GAN: GAN is a neural network that learns through competition between two neural networks such as a generator and a discriminator, so that the output can mimic the real samples of the training as much as possible, in which the generator creates new data executing entities and the discriminator evaluates the authenticity of these executing entities, and both of them are constantly adjusting the parameters against each other, so that ultimately, the discriminator can not judge whether the generator's output is authentic or not.
Flow : It is a function designed to convert a known distribution of generated samples into a distribution of trained data, with the feature that the conversion between the two is reversible. It trains the encoder of a particular architecture, and after training, it takes the inverse function to get a generator that can convert random codes into images. However, in order to easily compute the inverse function, there are many limitations on the encoder, which in turn affects the performance of the generated image. Therefore, multiple generators are connected to step by step convert a simple normal distribution into a complex image distribution.
Diffusion: The original image is gradually turned into a completely noisy state, and then the image is restored by reversing the process of removing noise, so that the model learns the relationship between the noisy image and the real image and is able to generate a new high-quality image, which is inspired by the natural phenomenon of the fluid moving from a high to a low concentration area.

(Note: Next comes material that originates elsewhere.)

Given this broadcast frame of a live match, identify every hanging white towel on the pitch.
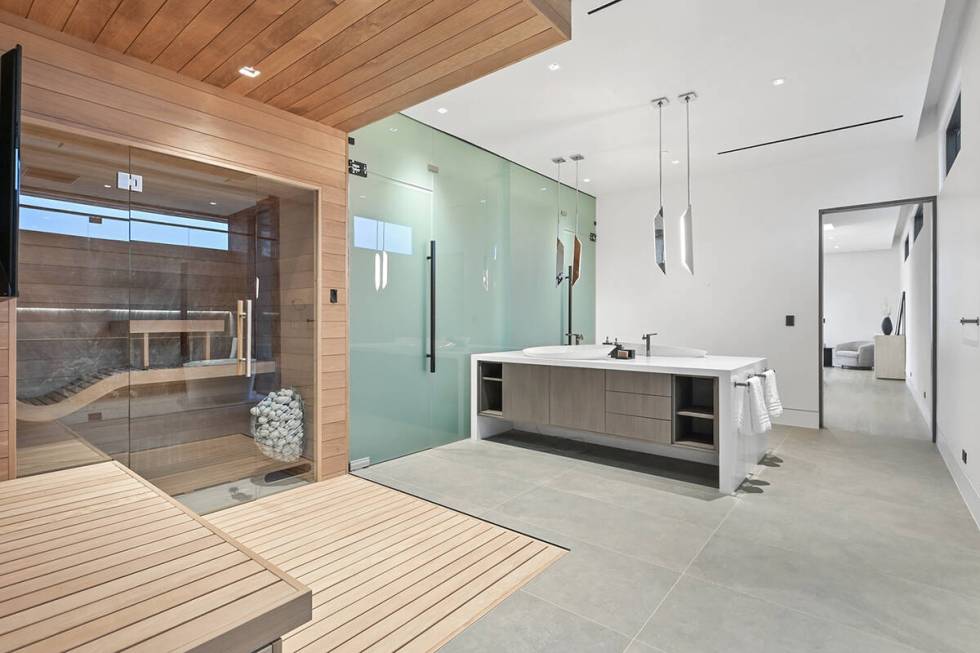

Physical Diffusion is a spontaneous and irreversible phenomenon, but AI's Diffusion is the ability to learn the process of reverse diffusion and generate data from the noise.

Figure 1 shows the visual generative AI models developed in the past decade. The major change is that in 2018, after the success of the Transformer architecture in text generation models such as BERT and GPT, researchers will develop Vision Transformer and Swin Transformer by combining it with visual components for AI image and movie generation. Meanwhile, Diffusion has also made significant progress in improving the ability of U-Nets to convert noise into images, and in November 2022, ChatGPT was launched, with a large number of text-generated image models, such as Stable Diffusion, Midjourney, and DALL-E3, demonstrating the potential of AI in image creation. However, due to the high complexity of video production, the development of AI technology from text-to-graphics to text-to-movie was challenging, resulting in most AI video generation tools such as Pika and Gen-2 only being able to create short videos of a few seconds, and it was not until 2024 when OpenAI launched Sora, which is capable of producing smooth and realistic videos of up to a minute, that the limitation was broken.

Fig. 1: The development of image (top) and picture (bottom) generative AI technology.